“He did not care to speak ill of anyone behind his back, but he believed the gentleman was an attorney.”
(A comment on an absent friend by Dr Johnson in 1770, as reported by Boswell)
The term ‘attorney’ in the eighteenth century could mean a number of things. Essentially, it meant a person who acted for or deputised for another, either in carrying out business or in some kind of legal action. This loose meaning survives today when somebody grants another ‘power of attorney’: meaning that the person thus appointed may act in every way that the person appointing them could. Now, as then, no legal training or standing is required. The basis for giving another person power of attorney is simply one of trust.
The ‘Man of Business’
If you imagine yourself back in the eighteenth century, a time when travel was difficult and slow, sending a letter might take days, and there was no form of electronic communication. It isn’t difficult to see that being able to appoint someone to act on your behalf might quickly become a necessity. Add to that the unwillingness of many of the gentry and nobility to involve themselves in the detail of the many business transactions arising from their estates and wealth and you have the perfect conditions for the formation of a profession, based on acting as the ‘man of business’ for several wealthy clients.
Entry to this profession was usually by serving an apprenticeship as an articled clerk to an existing, well-reputed attorney. You gained the knowledge and experience required — and proved your competence — by doing the work.
The ‘Attorney-at Law’
This term signified that the person in question had some degree of legal training, though not necessarily gained via one of London’s Inns of Court (the preserve of the barristers).
“You fusty, musty, dusty, rusty, filthy, stinking old Lawyer.”
“Ignoramus: Or, The English Lawyer” – A Comedy (London, 1736)”.
Given the increasing overlap between carrying out business functions and ensuring proper legal documentation and compliance, most country towns would require at least one legal practice; many, especially in towns some distance from the county town or a similar large conurbation, might have several.
“Well, let them say what they will … the profession of the law is a glorious one, it gives a man such opportunities to be a villain.”
“The Pettyfogger” (A play in London, 1797)
A Road to Wealth and Status
In all these ways, eighteenth-century attorneys amassed considerable wealth. Sadly, lawyer in the eighteenth century were no better liked than they are today. The role offered too many obvious opportunities for corruption and private gain. Lord Shelburne, writing at the time, advised the wealthy to:
. . . keep down the professions, whose employment is to rob every country, and if left to themselves, naturally produce upstart manner and yet a total want of principle.

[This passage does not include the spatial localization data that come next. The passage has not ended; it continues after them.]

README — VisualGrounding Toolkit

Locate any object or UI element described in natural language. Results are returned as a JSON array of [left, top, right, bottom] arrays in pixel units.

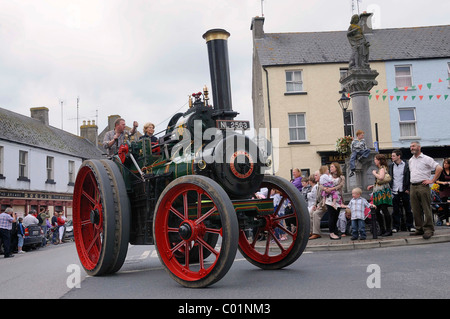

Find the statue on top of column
[[347, 14, 370, 70]]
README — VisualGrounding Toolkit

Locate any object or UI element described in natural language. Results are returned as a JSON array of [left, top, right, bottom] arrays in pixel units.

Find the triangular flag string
[[362, 77, 449, 103]]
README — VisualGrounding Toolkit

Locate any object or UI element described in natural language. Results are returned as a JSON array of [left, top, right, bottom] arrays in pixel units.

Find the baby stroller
[[431, 189, 449, 226]]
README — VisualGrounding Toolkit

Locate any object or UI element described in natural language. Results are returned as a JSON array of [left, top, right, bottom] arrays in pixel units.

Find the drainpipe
[[263, 67, 275, 176]]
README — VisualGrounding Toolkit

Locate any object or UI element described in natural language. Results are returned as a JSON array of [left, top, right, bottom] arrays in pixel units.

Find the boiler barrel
[[203, 29, 236, 119]]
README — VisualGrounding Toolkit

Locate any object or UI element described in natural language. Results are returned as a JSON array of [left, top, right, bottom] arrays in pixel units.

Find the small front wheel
[[153, 175, 238, 288], [238, 175, 309, 270]]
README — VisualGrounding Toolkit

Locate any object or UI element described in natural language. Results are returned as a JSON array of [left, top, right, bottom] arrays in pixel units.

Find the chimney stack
[[108, 115, 121, 131], [203, 29, 237, 120], [30, 107, 49, 125], [80, 119, 99, 148], [251, 16, 265, 39]]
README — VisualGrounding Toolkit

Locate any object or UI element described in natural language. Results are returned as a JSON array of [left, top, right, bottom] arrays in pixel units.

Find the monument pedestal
[[340, 68, 379, 195], [346, 150, 378, 198]]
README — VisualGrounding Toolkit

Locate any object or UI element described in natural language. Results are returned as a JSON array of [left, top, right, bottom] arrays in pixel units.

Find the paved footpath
[[305, 225, 450, 251]]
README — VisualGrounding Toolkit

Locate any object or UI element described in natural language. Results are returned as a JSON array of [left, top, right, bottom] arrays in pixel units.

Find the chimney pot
[[30, 107, 49, 125]]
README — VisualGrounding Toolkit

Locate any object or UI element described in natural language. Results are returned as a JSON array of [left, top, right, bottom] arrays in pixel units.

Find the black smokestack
[[203, 29, 237, 120]]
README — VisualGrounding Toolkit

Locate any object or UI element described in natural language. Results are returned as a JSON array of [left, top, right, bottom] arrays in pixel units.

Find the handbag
[[376, 172, 391, 185]]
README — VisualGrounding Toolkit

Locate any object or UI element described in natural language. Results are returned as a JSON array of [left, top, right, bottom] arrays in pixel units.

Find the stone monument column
[[340, 13, 379, 191], [341, 71, 378, 148]]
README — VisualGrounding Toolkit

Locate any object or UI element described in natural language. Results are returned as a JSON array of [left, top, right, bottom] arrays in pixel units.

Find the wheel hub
[[178, 220, 206, 242], [178, 222, 193, 240], [90, 209, 100, 225]]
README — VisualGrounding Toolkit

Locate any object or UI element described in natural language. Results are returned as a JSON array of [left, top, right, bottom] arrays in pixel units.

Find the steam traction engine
[[73, 29, 310, 288]]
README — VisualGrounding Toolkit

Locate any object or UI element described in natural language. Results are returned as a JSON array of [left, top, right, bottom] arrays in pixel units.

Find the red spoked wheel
[[72, 159, 130, 276], [153, 175, 238, 288], [238, 175, 309, 270]]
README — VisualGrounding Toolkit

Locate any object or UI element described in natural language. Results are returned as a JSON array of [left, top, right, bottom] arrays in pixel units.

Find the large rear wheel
[[153, 175, 238, 288], [72, 159, 130, 276]]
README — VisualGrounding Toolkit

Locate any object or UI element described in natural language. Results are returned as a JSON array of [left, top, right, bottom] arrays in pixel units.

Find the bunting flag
[[365, 77, 449, 103]]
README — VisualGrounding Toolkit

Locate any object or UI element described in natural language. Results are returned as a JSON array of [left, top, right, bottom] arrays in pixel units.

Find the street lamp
[[338, 91, 351, 136]]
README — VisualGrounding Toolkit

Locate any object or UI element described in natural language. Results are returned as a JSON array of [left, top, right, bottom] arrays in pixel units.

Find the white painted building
[[0, 107, 104, 218]]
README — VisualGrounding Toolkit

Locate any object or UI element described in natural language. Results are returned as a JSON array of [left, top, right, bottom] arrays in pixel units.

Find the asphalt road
[[0, 241, 84, 299], [2, 241, 449, 300]]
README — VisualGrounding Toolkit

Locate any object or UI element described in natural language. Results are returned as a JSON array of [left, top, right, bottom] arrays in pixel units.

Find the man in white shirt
[[389, 150, 414, 232], [409, 141, 442, 239], [23, 210, 39, 228]]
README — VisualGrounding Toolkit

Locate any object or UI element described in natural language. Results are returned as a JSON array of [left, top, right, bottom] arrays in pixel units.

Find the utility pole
[[77, 96, 80, 136], [352, 0, 362, 15], [60, 100, 64, 130]]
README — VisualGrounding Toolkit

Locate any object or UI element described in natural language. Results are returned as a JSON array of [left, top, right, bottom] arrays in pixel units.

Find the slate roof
[[255, 25, 450, 66], [0, 107, 104, 159]]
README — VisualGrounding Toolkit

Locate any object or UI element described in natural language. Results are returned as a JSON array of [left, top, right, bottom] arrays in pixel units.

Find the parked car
[[63, 220, 73, 241], [23, 224, 45, 250]]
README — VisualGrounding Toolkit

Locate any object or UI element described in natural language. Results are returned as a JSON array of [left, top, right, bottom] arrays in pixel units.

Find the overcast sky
[[1, 0, 449, 136]]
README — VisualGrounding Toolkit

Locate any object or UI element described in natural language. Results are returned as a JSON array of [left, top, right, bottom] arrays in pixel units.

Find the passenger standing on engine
[[103, 118, 139, 156], [140, 122, 157, 143]]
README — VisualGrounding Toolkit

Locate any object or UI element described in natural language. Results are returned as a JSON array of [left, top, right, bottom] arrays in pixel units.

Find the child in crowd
[[349, 130, 371, 177], [342, 187, 375, 240], [17, 217, 26, 254], [337, 208, 352, 237], [319, 165, 339, 209], [301, 177, 312, 201]]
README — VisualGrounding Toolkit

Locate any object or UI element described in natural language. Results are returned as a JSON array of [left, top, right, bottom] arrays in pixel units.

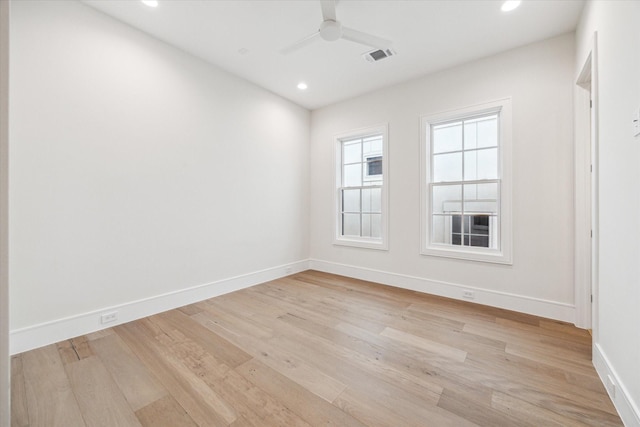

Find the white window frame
[[334, 124, 389, 250], [420, 99, 512, 264]]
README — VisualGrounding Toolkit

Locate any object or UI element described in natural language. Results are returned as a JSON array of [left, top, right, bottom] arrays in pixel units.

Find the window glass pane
[[433, 122, 462, 153], [343, 141, 361, 164], [464, 150, 477, 181], [343, 163, 362, 187], [477, 148, 498, 180], [477, 116, 498, 148], [370, 187, 382, 213], [366, 156, 383, 176], [432, 184, 461, 214], [476, 182, 498, 200], [370, 214, 382, 238], [470, 235, 489, 247], [362, 188, 382, 213], [342, 214, 360, 236], [342, 189, 360, 213], [464, 183, 497, 214], [464, 122, 477, 150], [433, 152, 462, 182], [366, 136, 383, 154], [361, 214, 371, 237], [362, 136, 382, 159], [361, 188, 370, 213], [431, 214, 449, 244], [469, 215, 490, 236]]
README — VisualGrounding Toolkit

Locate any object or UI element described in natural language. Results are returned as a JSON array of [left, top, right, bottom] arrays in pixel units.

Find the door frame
[[574, 32, 599, 336], [0, 0, 10, 426]]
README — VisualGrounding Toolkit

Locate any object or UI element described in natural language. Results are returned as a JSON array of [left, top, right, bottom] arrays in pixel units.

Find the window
[[335, 124, 388, 250], [420, 99, 512, 263]]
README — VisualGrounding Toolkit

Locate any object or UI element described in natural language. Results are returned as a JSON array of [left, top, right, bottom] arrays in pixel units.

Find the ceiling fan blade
[[279, 31, 321, 55], [320, 0, 337, 22], [341, 27, 392, 50]]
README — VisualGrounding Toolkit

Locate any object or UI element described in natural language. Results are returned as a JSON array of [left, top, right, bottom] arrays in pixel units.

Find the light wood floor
[[11, 271, 622, 426]]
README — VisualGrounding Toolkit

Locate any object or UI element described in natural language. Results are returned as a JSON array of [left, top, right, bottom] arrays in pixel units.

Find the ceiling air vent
[[363, 48, 396, 62]]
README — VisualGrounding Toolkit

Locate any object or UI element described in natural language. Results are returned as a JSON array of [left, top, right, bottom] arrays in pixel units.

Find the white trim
[[0, 1, 9, 425], [334, 123, 389, 251], [593, 343, 640, 427], [10, 260, 309, 355], [420, 99, 513, 264], [574, 33, 598, 330], [308, 259, 575, 322]]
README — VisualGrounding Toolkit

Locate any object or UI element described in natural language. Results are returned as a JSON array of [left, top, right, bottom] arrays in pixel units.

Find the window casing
[[420, 100, 512, 264], [335, 125, 388, 250]]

In his view, attorneys prospered only because the wealthy found it too irksome or complicated to undertake business matters themselves. Many people suspected the complexity and slow progress of legal matters had more to do with the amount of fees that could be charged than anything else Lawyers could, it was believed, extract a plentiful ‘crop’ from even the simplest case, and were habitually portrayed as corrupt, confusing their clients by talking in jargon and making themselves rich by through constant use of the obscurities and technicalities of the law.
A fox may steal your hens, sir,
A whore your health and pence, sir,
Your daughter rob your chest, sir,
Your wife may steal your rest, sir,
A thief your goods and plate.
But all this is but picking,
With rest, pence, chest, and chicken;
It ever was decreed, sir,
If lawyers hand is fee’d, sir,
He steals your whole estate.
(John Gay, The Beggar’s Opera, 1728)
Such jibes at the legal profession have never gone away and jokes at the expenses of venal lawyers are widespread today. Still, this constant criticism of lawyers as crooks and mountebanks did bear some fruit. The attorneys, probably the most violently satirised of all lawyers in the eighteenth century, were the first to set up ad hoc system of self-regulation in the form of the Society of Gentlemen Practisers.
Many in the eighteenth-century were in no doubt the real power-brokers in the land were the lawyers. They knew people’s secrets and handled their business, while cloaking their activities in impenetrable jargon and esoteric legal terminology, all back up by the general public’s fear of becoming entangled in the Law.
“I have found by Experience – and, to use a common Expression, Woeful Experience it is! – that as soon as a Man initiates a Law-Suit, he becomes the Slave of those whom he employs; and the only Resource he has … is to exchange them [his lawyers] for other Tyrants.”
(“The Necessity of Limiting the Powers of the Practitioners in the Several Courts of Justice … In a Letter to … His Majesty’s Solicitor-General”
— A public letter of complaint by a dissatisfied litigant, 1774).
In fact, while corrupt practitioners undoubtedly existed, the constant legal disputes over property rights throughout the eighteenth and nineteenth centuries were caused mostly by the prestige and influence that was derived from land as a source of wealth, rather than industry or business. Fear of the law easily metamorphosed into fear and distrust of its servants, so that the rich and venal lawyer became the bogeyman for generations of merchants, traders and landowners of all types.